5.3. Robustness of the Results

5.3.1. Varying the Selection and Search Criteria

In this section, we confirm the stability of our main results for the probability of finding Nsat MC-like satellites in a sphere of radius Rsat around an MW-sized host. We vary several key parameters defined earlier in Sections 2.2 and 2.3: Rsat (the satellite search radius), ΔMsat (the maximum satellite magnitude relative to the host), Riso (the host isolation radius), and ΔMiso (the host isolation relative magnitude limit). The first two parameters alter our definition of an MC-like satellite, while the latter two change what is considered a suitable MW-like host. We vary each of these parameters over a reasonable range of selection criteria that might be expected to produce an approximate analog of the MW–LMC–SMC system.

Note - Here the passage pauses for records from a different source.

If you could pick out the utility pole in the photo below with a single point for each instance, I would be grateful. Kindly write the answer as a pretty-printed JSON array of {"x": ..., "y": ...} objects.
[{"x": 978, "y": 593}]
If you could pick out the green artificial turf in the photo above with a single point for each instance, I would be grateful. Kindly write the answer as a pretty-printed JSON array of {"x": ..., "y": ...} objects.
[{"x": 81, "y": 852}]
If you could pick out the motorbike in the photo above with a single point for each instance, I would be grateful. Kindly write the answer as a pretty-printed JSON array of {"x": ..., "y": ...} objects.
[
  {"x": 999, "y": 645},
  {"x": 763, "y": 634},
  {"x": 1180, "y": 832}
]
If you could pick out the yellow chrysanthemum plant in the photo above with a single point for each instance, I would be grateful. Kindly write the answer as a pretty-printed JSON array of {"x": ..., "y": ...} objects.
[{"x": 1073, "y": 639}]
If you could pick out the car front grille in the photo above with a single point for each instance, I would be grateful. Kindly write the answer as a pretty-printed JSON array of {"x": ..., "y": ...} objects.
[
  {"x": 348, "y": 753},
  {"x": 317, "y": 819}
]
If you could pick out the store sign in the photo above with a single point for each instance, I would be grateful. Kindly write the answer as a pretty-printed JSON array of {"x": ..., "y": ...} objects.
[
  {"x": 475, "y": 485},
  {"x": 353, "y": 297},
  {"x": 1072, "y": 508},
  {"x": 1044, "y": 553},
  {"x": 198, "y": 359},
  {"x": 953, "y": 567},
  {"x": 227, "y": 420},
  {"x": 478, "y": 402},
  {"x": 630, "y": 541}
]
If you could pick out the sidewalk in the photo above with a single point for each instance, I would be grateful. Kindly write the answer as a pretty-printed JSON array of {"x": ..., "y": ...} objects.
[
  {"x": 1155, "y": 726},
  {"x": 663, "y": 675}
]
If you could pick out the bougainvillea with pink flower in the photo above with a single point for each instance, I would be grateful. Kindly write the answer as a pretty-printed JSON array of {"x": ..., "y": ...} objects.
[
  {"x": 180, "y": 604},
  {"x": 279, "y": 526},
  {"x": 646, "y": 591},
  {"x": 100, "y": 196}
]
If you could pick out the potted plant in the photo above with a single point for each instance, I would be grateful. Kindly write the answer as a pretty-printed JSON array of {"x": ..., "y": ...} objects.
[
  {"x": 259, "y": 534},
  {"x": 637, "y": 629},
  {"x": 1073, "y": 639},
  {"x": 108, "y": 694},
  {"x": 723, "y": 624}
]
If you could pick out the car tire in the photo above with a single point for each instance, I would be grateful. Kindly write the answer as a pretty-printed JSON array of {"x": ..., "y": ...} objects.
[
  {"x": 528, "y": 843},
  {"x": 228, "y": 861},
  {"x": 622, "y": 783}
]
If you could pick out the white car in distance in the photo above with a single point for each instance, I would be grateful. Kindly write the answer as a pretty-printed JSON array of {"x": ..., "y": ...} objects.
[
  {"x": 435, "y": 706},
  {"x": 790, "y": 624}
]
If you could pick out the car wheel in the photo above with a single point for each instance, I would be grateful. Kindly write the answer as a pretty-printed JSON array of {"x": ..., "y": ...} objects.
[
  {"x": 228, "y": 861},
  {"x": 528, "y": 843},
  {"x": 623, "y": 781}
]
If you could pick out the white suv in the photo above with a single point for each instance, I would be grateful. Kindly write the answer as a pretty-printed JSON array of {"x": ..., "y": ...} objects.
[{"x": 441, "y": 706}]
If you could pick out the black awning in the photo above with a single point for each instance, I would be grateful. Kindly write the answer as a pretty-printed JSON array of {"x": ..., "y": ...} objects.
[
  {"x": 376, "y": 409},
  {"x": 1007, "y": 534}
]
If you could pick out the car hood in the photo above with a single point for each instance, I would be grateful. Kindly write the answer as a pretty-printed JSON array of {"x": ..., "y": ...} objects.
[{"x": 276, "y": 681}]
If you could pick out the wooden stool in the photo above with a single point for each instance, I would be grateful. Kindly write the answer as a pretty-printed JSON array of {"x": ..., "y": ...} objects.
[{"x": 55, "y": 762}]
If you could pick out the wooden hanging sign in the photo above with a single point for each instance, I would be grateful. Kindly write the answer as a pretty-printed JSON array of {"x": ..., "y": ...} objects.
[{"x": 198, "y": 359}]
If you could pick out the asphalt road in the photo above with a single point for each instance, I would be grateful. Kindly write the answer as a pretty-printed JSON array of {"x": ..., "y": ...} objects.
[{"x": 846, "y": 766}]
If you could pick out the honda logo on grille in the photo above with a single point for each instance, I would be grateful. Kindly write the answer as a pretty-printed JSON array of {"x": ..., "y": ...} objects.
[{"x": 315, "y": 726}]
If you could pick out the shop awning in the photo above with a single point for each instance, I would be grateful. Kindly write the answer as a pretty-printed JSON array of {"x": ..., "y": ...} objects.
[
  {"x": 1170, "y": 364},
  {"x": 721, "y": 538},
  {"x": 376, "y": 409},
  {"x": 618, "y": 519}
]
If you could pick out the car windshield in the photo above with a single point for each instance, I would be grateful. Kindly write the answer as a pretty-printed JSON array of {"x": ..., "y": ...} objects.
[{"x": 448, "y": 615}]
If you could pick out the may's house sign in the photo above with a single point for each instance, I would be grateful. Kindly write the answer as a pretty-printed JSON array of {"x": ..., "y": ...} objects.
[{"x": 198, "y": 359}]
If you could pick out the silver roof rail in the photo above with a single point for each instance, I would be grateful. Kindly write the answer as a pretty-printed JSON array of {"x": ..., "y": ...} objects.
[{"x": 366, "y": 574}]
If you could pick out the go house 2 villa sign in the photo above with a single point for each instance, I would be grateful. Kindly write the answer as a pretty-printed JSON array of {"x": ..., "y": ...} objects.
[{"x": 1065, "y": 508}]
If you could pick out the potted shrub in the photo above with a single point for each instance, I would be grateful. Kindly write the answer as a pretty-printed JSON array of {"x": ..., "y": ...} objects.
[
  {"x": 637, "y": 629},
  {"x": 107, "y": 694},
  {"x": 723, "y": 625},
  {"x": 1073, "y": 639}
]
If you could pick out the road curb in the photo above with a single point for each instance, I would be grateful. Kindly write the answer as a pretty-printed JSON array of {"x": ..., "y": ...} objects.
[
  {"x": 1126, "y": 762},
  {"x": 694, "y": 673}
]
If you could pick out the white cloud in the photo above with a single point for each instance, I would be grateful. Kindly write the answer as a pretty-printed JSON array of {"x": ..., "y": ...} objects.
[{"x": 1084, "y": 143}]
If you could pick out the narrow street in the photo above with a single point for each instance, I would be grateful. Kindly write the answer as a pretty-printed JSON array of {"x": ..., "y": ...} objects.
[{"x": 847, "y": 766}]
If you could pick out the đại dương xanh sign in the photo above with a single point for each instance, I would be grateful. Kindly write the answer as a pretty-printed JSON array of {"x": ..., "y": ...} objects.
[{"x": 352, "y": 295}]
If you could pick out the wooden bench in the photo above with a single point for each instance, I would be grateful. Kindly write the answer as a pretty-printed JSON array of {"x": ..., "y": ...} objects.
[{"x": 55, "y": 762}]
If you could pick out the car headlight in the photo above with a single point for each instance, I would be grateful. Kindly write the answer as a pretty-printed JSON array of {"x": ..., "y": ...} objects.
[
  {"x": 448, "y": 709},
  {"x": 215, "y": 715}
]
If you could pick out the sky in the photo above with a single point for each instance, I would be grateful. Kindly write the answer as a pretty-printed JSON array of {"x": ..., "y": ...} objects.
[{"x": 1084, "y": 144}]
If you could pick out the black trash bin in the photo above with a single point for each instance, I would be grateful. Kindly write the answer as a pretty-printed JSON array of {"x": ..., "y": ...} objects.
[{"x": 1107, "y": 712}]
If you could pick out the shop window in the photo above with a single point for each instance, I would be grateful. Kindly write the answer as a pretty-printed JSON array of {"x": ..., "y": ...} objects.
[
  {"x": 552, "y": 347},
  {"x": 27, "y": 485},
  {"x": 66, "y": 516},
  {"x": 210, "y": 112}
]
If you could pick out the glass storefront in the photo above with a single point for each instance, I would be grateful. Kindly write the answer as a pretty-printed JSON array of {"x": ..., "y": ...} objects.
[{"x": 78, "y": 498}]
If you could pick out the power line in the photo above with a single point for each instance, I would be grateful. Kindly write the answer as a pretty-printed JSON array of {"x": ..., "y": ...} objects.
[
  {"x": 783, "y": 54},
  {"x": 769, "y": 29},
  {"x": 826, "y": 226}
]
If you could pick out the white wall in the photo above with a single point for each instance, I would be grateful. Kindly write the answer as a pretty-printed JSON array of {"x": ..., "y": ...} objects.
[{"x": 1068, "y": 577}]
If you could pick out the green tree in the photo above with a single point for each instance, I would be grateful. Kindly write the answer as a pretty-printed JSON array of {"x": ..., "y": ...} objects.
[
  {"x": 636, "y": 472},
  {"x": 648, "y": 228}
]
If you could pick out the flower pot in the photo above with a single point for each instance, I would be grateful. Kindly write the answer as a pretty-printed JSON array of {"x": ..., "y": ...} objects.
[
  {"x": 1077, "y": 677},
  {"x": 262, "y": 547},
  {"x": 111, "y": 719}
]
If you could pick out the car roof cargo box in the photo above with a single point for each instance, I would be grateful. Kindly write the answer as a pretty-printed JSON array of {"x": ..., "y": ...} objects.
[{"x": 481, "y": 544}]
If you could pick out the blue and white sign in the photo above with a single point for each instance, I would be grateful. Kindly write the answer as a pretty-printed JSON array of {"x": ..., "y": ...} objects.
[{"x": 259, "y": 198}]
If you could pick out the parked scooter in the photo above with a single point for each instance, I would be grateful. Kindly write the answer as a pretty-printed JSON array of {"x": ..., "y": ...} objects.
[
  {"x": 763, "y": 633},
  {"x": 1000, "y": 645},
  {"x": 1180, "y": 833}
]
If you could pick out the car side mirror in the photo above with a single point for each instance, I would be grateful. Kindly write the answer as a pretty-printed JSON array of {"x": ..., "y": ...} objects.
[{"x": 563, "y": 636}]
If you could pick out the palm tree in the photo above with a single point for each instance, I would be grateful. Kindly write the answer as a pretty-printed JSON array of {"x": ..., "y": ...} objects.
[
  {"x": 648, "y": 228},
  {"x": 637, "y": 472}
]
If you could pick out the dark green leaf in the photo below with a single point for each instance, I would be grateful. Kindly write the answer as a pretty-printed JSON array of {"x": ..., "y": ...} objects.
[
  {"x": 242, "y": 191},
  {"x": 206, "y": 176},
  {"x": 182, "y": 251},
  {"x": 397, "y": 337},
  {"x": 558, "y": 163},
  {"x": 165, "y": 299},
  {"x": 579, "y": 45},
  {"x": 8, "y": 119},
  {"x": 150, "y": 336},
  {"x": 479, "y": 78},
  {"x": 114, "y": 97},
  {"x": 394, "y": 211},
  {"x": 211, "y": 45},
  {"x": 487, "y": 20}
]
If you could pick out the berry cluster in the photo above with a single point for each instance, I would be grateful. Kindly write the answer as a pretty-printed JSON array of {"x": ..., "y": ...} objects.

The results of this investigation are shown in Figure 8, where each parameter is varied in turn, while holding the other parameters fixed at their nominal values.

Figure 8.

Figure 8. Sensitivity of the probability of hosting N = 0, 1, 2, or 3 satellites to changes in various selection parameters. In each panel, one selection parameter is varied and the others are held fixed at our nominal values that were used in Figure 7. Our results for the nominal parameter values are shown as dotted lines. Top left: dependence of probabilities on satellite search radius around the host galaxy. Top right: dependence of probabilities on variation of the isolation radius around the host galaxy, Riso. Bottom left: the allowed magnitude disparity between host and MC-like satellite, ΔMsat, is varied. Here, we search for satellites with magnitudes 2–4, 1.5–4, 1–4, 0.5–4, and 0.1–4 mag dimmer than host, plot is indexed by the changing minimum value. Bottom right: results with increasingly stringent host-neighbor relative brightness limit ΔMiso.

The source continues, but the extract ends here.